Data specialist dropped few clues about his athletic achievements

It’s been a few years since John Sherlock, data specialist in the College of Nursing, graduated from Omaha South High School in 1979. So it hadn’t even occurred to him that in 2013, he might be inducted into the Nebraska High School Sports Hall of Fame.

Do his co-workers in continuing nursing education know?

“Well,” he said sheepishly, “it kind of got leaked out in the paper.”

The news is out. And after more than 30 years, the memories came flooding back: “Coaches,” Sherlock said. “Situations. Long days. It was always fun, never work.”

Really? Yes, Sherlock said. He was always optimistic. Even on days when the coaches were yelling and making them stay late and do drills till they dropped, “I figured they couldn’t keep you overnight.”

The work paid off. Sherlock set the state record in the shot put. He was all-state in football, helping the Packers win a Metro championship. He went undefeated in his final two wrestling seasons, winning two state titles along the way. As a senior, he was the Omaha World-Herald’s prep athlete of the year.

He was so good in football he eventually became a starter on the University of Nebraska’s 1983 “Scoring Explosion” offense, as a tackle (“Every game we played was a track meet,” he said). But it was wrestling he loved most.

“Everything else was just to keep me in shape,” he said. He knew, as a serious wrestler, he’d be in training: “I figured, you can either run, or you can play something fun.” So he did.

And he had fun.

But his best moment in sports, he said, was when he was a freshman in high school, before anyone knew his name. He was the lowest seed in a wrestling tournament. He went up against Omaha North’s Paul DeBolt, the top seed (DeBolt was always the top seed in those days; he went on to become a first-team all-conference lineman at Nebraska-Omaha). Too young to fully realize what a big deal this was, Sherlock won, and walked off the mat.

What a feeling it was.

Years later, he became the top seed everyone went after. Years later, his daughter made him a soccer fan. Years later, he works at UNMC. He hadn’t thought about a lot of this stuff for a long time.

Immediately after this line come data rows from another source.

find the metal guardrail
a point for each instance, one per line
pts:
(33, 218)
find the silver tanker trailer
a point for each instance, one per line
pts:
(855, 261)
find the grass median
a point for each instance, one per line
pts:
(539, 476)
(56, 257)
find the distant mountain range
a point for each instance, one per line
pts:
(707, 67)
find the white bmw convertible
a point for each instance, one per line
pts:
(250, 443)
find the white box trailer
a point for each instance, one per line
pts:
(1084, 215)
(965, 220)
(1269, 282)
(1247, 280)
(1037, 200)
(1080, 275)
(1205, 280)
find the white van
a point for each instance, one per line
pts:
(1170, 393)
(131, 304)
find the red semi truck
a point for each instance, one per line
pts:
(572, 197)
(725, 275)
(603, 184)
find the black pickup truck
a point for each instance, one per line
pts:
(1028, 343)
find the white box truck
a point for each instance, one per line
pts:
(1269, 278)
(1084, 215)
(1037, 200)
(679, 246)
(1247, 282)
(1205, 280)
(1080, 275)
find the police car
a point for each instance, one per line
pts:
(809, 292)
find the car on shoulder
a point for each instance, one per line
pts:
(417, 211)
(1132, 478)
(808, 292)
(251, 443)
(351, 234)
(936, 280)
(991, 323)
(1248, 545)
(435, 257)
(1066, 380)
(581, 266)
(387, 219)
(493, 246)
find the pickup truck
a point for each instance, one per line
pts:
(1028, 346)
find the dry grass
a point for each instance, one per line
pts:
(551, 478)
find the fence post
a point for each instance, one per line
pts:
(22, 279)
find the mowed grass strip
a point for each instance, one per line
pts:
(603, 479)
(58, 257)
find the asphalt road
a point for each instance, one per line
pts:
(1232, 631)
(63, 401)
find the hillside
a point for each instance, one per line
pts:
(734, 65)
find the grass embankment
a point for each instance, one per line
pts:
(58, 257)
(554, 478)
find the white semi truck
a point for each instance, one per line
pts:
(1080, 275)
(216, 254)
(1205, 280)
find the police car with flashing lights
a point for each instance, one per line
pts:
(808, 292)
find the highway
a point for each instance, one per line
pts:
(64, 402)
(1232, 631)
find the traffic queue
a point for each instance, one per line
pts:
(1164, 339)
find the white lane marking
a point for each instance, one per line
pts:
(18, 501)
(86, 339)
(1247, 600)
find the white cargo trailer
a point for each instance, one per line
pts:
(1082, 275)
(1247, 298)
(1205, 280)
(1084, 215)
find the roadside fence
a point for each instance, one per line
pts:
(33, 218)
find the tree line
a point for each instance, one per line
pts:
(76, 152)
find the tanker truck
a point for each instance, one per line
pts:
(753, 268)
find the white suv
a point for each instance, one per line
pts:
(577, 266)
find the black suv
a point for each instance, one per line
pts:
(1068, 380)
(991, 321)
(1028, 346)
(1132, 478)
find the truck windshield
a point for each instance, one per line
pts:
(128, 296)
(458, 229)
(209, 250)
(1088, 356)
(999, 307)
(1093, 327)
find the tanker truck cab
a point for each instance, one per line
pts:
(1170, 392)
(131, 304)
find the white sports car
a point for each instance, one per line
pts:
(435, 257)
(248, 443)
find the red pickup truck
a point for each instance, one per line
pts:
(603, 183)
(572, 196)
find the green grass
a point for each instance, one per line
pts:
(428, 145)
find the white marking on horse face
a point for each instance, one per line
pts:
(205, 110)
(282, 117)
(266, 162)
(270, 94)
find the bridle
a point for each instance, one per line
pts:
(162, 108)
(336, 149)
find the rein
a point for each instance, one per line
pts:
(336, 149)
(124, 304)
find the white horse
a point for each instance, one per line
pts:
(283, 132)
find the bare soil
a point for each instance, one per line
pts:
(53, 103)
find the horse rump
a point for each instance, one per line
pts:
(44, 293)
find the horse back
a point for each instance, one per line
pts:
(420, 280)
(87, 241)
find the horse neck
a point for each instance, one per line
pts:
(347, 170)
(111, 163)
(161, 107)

“It’s a great honor,” Sherlock said.

It’s been great to remember that long-ago wrestling match one more time.


Willard Schmidt – Swanton

Athlete.  Despite his height – 6 feet, 6 inches – Willard Schmidt did not start playing basketball until his junior year when he joined the team coached by Hall of Famer Joe Sukovaty. His junior year, Schmidt led his team to a Class L state basketball championship. Schmidt scored 43 of the 107 points the team tallied in four games. His senior year (1928), Schmidt, by then an inch taller, led Swanton to a 22-1 record and a Class F title. Swanton outscored its opponents 109-46, and Schmidt had 45 of the 109. Schmidt went on to play for Creighton University from 1931 to 1934 and was a three-time All-Missouri Valley Conference selection. Creighton was the MVC champion the 1931-1932 season and runner-up the next two seasons. Schmidt played for the AAU national championship team from McPherson, Kan., in 1936 and was picked for the 1936 Olympic team that won the gold medal in Berlin – the first American team to win an Olympic gold medal.